The Component-Integrated ACE ORB (CIAO) is a CORBA component model (CCM) implementation built on top of TAO.

CIAO is currently aiming to provide component-oriented paradigm to the distributed, real-time, embedded (DRE) system developers by abstracting DRE-critical systemic aspects, such as quality of service requirements, RT policies, as installable/configurable units supported by the component framework. Promoting these DRE-critical aspects as first-class metadata disentangles code for controlling these non-function aspects from application logic and makes DRE system development more flexible. Since mechanisms to support various DRE-critical non-functional aspects can be easily verified, CIAO will also make configuring and managing these aspects easier.

CIAO also provides an implementation of the AMI4CCM standard which provides the ability to perform asynchronous operations using a callback model.
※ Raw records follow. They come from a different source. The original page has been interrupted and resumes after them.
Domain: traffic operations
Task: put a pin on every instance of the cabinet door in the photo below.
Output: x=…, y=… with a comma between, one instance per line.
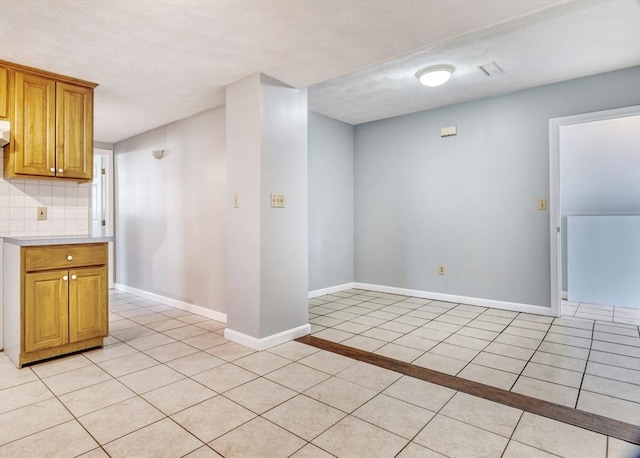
x=34, y=126
x=88, y=304
x=45, y=310
x=74, y=131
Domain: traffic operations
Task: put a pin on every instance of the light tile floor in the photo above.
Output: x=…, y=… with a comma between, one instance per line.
x=167, y=384
x=589, y=360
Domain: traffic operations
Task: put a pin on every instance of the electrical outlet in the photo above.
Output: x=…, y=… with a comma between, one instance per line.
x=277, y=200
x=42, y=213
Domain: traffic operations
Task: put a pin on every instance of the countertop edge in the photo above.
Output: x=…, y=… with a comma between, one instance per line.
x=62, y=240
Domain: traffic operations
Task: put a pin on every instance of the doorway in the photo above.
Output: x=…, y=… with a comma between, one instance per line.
x=102, y=207
x=557, y=216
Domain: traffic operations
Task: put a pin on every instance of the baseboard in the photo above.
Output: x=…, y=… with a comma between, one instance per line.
x=330, y=290
x=266, y=342
x=490, y=303
x=198, y=310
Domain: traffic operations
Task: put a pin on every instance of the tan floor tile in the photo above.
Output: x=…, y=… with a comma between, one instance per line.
x=608, y=406
x=213, y=418
x=293, y=350
x=260, y=395
x=31, y=419
x=418, y=392
x=399, y=352
x=417, y=451
x=540, y=389
x=127, y=364
x=509, y=350
x=488, y=376
x=161, y=439
x=327, y=362
x=195, y=363
x=120, y=419
x=563, y=362
x=12, y=376
x=394, y=415
x=482, y=413
x=613, y=372
x=559, y=438
x=614, y=388
x=297, y=377
x=178, y=396
x=205, y=341
x=553, y=374
x=66, y=439
x=503, y=363
x=454, y=438
x=620, y=449
x=111, y=352
x=230, y=351
x=368, y=344
x=203, y=452
x=520, y=450
x=355, y=438
x=96, y=397
x=311, y=451
x=340, y=394
x=369, y=376
x=225, y=377
x=304, y=416
x=151, y=378
x=23, y=395
x=258, y=437
x=440, y=363
x=59, y=365
x=171, y=351
x=76, y=379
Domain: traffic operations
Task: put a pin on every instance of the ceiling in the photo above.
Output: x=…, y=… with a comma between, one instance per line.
x=159, y=61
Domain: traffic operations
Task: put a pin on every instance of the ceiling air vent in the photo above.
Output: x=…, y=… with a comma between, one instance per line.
x=491, y=69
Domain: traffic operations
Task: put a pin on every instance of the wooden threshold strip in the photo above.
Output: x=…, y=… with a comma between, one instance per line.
x=593, y=422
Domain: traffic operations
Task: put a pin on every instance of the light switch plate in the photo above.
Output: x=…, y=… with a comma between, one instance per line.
x=277, y=200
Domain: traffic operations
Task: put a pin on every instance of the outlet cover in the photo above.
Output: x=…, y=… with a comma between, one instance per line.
x=42, y=213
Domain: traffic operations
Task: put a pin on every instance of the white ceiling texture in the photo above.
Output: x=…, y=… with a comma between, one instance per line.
x=158, y=61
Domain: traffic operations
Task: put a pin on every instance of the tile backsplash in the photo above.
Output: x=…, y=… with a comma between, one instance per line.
x=68, y=207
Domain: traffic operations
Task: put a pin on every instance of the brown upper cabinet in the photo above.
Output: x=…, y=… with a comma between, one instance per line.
x=51, y=120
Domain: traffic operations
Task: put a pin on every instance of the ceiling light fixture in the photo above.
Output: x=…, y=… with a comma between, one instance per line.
x=436, y=75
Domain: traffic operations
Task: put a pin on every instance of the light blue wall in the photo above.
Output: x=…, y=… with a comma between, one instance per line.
x=468, y=202
x=330, y=202
x=604, y=259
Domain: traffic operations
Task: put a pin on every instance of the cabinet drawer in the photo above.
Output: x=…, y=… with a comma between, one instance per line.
x=64, y=256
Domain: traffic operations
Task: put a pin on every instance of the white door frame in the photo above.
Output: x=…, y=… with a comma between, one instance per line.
x=554, y=189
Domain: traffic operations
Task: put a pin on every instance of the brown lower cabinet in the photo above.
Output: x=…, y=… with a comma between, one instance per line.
x=63, y=302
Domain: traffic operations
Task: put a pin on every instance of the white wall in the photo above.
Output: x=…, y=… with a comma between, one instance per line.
x=468, y=202
x=330, y=202
x=599, y=172
x=170, y=213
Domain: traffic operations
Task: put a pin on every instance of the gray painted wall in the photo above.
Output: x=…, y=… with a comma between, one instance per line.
x=330, y=202
x=171, y=220
x=599, y=172
x=468, y=202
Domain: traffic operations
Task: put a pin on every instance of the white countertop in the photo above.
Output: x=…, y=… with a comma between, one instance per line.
x=57, y=240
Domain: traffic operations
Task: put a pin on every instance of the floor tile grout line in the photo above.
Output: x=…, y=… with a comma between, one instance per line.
x=582, y=419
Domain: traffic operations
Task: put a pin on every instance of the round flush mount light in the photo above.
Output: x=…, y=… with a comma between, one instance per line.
x=436, y=75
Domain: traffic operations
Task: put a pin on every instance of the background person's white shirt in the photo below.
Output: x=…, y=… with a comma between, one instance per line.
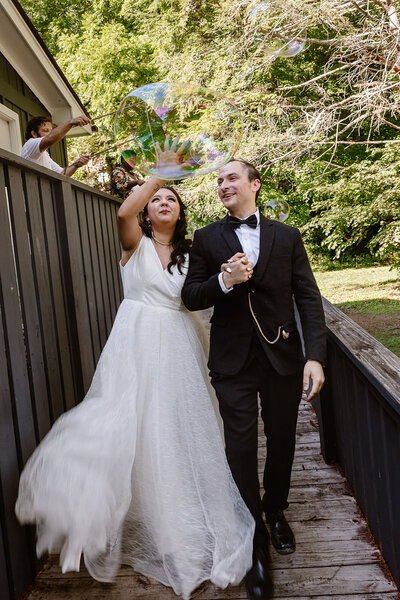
x=30, y=151
x=249, y=238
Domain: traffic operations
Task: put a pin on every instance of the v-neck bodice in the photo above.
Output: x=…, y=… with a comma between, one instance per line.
x=145, y=280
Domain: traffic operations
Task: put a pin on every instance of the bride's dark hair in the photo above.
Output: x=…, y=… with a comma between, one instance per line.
x=180, y=243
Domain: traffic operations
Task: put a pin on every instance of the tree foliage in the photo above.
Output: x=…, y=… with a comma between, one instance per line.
x=313, y=123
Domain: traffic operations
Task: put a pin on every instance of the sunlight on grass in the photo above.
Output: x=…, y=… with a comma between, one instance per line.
x=370, y=296
x=377, y=288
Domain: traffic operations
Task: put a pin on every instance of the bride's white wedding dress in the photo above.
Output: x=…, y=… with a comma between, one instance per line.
x=136, y=473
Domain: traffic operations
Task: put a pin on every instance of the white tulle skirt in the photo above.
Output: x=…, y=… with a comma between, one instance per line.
x=136, y=473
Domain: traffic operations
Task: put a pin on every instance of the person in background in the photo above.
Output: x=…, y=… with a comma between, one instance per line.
x=123, y=180
x=40, y=135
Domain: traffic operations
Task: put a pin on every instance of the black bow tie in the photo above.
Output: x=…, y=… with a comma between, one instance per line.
x=250, y=221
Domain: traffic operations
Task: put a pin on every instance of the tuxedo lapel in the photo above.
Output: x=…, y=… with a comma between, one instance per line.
x=230, y=236
x=267, y=235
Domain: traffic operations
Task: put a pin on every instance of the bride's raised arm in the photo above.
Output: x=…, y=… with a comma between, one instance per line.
x=129, y=229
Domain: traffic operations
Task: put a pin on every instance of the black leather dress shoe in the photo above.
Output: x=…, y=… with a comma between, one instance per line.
x=282, y=536
x=258, y=580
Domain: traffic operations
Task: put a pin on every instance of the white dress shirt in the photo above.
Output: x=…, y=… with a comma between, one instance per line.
x=31, y=151
x=249, y=238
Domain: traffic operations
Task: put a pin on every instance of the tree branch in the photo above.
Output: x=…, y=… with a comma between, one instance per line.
x=293, y=87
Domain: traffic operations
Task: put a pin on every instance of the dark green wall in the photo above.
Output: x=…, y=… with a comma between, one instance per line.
x=16, y=95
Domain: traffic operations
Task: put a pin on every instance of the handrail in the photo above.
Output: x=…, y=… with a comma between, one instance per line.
x=377, y=363
x=29, y=165
x=359, y=418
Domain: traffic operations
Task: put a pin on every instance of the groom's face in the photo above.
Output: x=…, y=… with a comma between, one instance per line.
x=235, y=190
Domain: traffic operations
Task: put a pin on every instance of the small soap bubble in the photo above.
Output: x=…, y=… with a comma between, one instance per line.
x=277, y=209
x=289, y=50
x=208, y=124
x=257, y=12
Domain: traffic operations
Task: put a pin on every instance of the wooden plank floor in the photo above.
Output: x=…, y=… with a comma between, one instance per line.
x=335, y=557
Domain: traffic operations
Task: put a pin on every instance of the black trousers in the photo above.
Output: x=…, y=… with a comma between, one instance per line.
x=238, y=402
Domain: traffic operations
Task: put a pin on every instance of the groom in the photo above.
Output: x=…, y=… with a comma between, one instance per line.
x=250, y=268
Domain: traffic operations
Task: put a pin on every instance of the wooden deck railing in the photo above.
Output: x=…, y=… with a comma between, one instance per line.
x=359, y=418
x=59, y=292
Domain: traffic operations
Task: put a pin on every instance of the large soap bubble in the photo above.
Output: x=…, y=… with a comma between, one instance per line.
x=277, y=209
x=209, y=123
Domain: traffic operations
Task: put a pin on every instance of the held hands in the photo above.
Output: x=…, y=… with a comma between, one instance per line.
x=314, y=372
x=236, y=270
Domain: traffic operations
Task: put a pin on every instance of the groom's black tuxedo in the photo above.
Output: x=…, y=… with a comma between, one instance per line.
x=243, y=364
x=282, y=271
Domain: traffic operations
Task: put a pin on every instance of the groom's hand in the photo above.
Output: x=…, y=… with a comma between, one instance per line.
x=237, y=270
x=313, y=372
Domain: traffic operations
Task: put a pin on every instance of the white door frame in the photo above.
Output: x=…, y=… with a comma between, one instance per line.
x=15, y=133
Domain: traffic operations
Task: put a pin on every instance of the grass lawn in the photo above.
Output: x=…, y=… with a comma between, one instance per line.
x=370, y=296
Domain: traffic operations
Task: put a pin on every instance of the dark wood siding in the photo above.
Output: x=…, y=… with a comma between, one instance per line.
x=16, y=95
x=60, y=289
x=360, y=426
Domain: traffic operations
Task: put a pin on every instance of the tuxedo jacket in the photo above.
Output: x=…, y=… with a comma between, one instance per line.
x=263, y=305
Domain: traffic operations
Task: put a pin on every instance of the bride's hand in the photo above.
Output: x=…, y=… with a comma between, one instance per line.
x=234, y=258
x=171, y=155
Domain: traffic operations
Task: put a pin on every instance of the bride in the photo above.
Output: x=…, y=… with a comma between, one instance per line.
x=136, y=473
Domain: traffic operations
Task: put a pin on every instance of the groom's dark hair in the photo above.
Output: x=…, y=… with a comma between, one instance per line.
x=252, y=172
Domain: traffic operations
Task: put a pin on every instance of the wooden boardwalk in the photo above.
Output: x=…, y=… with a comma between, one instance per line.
x=335, y=557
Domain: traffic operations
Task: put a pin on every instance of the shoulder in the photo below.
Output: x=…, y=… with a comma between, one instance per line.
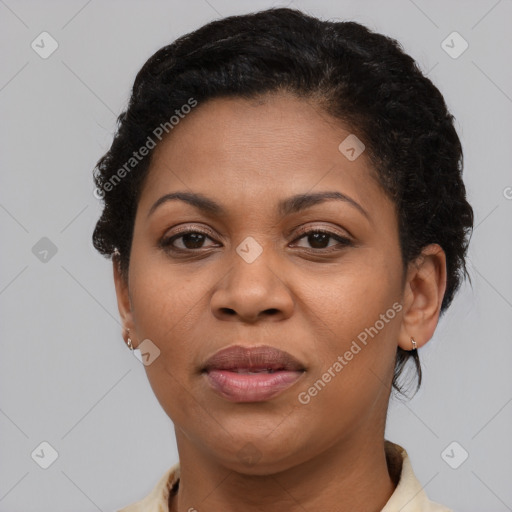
x=157, y=499
x=409, y=495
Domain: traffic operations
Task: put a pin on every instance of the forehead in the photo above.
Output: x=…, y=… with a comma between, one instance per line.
x=256, y=151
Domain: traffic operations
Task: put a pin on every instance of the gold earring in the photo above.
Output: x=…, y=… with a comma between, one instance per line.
x=129, y=341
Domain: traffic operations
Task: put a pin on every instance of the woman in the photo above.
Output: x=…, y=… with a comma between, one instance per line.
x=287, y=220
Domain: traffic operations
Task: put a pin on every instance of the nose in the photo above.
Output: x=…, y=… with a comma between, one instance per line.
x=252, y=291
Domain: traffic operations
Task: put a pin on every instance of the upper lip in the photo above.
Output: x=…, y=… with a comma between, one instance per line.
x=236, y=357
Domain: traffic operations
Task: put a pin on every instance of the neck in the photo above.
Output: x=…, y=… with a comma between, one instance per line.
x=346, y=477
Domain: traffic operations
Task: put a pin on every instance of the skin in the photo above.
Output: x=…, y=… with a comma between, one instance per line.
x=309, y=299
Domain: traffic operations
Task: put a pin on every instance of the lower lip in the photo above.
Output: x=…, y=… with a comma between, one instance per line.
x=256, y=387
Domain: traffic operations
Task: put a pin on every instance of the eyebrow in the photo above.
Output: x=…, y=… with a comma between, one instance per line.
x=287, y=206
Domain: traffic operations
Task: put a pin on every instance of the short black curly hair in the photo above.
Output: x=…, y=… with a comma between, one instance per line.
x=360, y=77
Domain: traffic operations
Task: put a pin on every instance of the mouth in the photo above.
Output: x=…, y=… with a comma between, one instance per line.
x=254, y=374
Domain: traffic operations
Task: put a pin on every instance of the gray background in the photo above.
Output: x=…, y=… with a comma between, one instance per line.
x=66, y=376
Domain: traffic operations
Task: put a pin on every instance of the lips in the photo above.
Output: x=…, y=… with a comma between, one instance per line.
x=251, y=374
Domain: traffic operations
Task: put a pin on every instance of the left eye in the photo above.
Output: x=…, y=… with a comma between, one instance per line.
x=317, y=238
x=190, y=240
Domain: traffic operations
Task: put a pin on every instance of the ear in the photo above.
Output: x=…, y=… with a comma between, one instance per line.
x=422, y=297
x=123, y=302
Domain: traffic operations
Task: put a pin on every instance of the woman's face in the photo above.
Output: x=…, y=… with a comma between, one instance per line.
x=251, y=277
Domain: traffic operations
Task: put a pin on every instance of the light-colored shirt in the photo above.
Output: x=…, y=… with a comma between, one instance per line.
x=408, y=496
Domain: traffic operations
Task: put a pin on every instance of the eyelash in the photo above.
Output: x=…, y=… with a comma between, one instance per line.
x=166, y=243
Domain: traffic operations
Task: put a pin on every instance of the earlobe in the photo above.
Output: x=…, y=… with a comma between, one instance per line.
x=123, y=298
x=422, y=297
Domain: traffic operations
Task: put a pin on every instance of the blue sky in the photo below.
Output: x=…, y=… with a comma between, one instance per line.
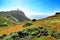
x=32, y=8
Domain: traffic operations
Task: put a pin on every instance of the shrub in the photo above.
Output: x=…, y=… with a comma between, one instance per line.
x=34, y=20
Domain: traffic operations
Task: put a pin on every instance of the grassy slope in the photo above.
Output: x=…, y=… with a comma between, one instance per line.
x=7, y=30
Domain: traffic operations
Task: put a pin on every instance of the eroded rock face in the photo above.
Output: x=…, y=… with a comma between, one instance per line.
x=16, y=15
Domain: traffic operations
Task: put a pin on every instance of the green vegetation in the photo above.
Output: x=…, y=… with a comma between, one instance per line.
x=27, y=24
x=37, y=33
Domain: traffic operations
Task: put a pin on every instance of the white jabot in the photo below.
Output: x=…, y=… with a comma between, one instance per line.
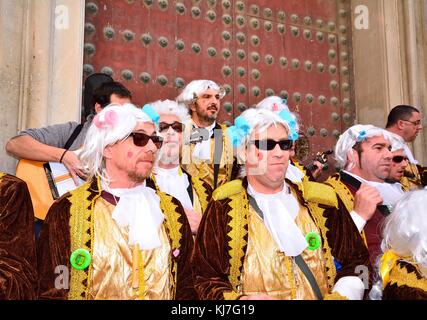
x=174, y=182
x=202, y=150
x=139, y=210
x=279, y=211
x=294, y=174
x=409, y=154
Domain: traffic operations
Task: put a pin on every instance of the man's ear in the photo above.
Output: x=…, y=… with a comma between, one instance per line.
x=399, y=124
x=98, y=108
x=108, y=152
x=193, y=106
x=241, y=154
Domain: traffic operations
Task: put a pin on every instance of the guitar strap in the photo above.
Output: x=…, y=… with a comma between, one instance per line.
x=298, y=259
x=73, y=136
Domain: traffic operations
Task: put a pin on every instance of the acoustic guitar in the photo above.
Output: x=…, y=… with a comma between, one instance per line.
x=46, y=181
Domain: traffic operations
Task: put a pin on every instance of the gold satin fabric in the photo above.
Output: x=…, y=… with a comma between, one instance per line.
x=112, y=261
x=411, y=179
x=265, y=266
x=197, y=206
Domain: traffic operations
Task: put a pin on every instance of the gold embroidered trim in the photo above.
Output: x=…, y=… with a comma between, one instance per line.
x=173, y=227
x=399, y=275
x=345, y=195
x=320, y=220
x=81, y=234
x=334, y=296
x=201, y=192
x=141, y=273
x=231, y=295
x=238, y=224
x=301, y=167
x=320, y=193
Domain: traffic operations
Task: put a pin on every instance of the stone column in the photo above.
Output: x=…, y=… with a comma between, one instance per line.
x=389, y=67
x=42, y=49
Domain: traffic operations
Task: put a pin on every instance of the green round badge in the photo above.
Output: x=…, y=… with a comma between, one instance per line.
x=80, y=259
x=313, y=240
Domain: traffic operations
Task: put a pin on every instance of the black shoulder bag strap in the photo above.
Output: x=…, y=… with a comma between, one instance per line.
x=217, y=154
x=298, y=259
x=73, y=136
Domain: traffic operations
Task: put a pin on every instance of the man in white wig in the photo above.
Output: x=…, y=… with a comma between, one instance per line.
x=296, y=172
x=193, y=193
x=207, y=153
x=115, y=236
x=259, y=238
x=403, y=264
x=363, y=152
x=399, y=162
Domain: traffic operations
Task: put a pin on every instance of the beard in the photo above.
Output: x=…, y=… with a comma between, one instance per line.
x=205, y=116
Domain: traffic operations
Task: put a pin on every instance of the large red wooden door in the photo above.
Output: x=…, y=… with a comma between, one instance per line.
x=297, y=49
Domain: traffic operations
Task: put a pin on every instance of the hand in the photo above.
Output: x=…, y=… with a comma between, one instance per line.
x=73, y=165
x=366, y=200
x=194, y=219
x=257, y=297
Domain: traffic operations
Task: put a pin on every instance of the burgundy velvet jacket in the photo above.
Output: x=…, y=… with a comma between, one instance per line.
x=18, y=263
x=54, y=248
x=211, y=266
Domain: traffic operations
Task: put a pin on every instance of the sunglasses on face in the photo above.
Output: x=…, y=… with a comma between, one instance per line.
x=176, y=126
x=141, y=139
x=270, y=144
x=399, y=159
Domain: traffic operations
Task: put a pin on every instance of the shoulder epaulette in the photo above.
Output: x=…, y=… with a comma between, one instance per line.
x=320, y=193
x=227, y=190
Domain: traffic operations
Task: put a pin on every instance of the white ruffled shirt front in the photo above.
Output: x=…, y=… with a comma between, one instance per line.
x=391, y=193
x=174, y=182
x=139, y=210
x=280, y=211
x=202, y=150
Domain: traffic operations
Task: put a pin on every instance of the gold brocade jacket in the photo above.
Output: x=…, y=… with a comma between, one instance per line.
x=224, y=262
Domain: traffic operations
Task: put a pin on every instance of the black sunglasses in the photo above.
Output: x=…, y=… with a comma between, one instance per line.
x=399, y=159
x=141, y=139
x=176, y=126
x=270, y=144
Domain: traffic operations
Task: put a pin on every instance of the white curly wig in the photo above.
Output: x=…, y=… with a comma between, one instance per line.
x=172, y=108
x=351, y=136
AMI4CCM is a separate OMG standard.

CIAO also provides an implementation of the DDS4CCM standard which integrates DDS as publish-subscribe middleware into the component model. The CIAO DDS4CCM implementation supports RTI Connext DDS and OpenDDS as underlying DDS implementations.

AXCIOMA is the open source successor for CIAO. By making benefit of the IDL to C++11 language mapping AXCIOMA is much easier to use as compared to CIAO. AXCIOMA implements also AMI4CCM and DDS4CCM.